Myoglobin/arylhydroxylamine film modified electrode: Direct electrochemistry and electrochemical catalysis

Abstract

The adsorption processes and electrochemical behavior of 4-nitroaniline (4-NA) adsorbed onto glassy carbon electrodes (GCE) have been investigated in aqueous 0.1 M nitric acid (HNO 3) electrolyte solutions using cyclic voltammetry (CV). 4-NA adsorbs onto GCE surfaces, and upon potential cycling past −0.2 V, is transformed into the arylhydroxylamine (ArHA) derivative which exhibits a well-behaved pH dependent redox couple centered at 0.32 V at pH 1.5. It is noted as arylhydroxylamine modified glassy carbon electrodes (HAGCE). This modified electrode can be readily used as an immobilization matrix to entrap proteins and enzymes. In our studies, myoglobin (Mb) was used as a model protein for investigation. A pair of well-defined reversible redox peaks of Mb (Fe(III)–Fe(II)) was obtained at the Mb/arylhydroxylamine modified glassy carbon electrode (Mb/HAGC) by direct electron transfer between the protein and the GCE. The formal potential ( E 0 ′ ), the apparent coverage ( Γ *) and the electron-transfer rate constant ( k s) were calculated as −0.317 V, 8.26 × 10 −12 mol/cm 2 and 51 ± 5 s −1, respectively.

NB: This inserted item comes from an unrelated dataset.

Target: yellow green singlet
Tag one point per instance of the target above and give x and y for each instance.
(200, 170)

Dramatically enhanced biocatalytic activity was exemplified at the Mb/HAGC electrode by the reduction of hydrogen peroxide (H 2O 2), trichloroacetic acid (TCA) and oxygen (O 2). The Mb/arylhydroxylamine film was also characterized by UV–visible spectroscopy (UV–vis), scanning electron microscope (SEM) indicating excellent stability and good biocompatibility of the protein in the arylhydroxylamine modified electrode. This new Mb/HAGC electrode exhibited rapid electrochemical response (2 s) for H 2O 2 and had good stability in physiological condition, showing the potential applicability of the films in the preparation of third generation biosensors or bioreactors based on direct electrochemistry of the proteins.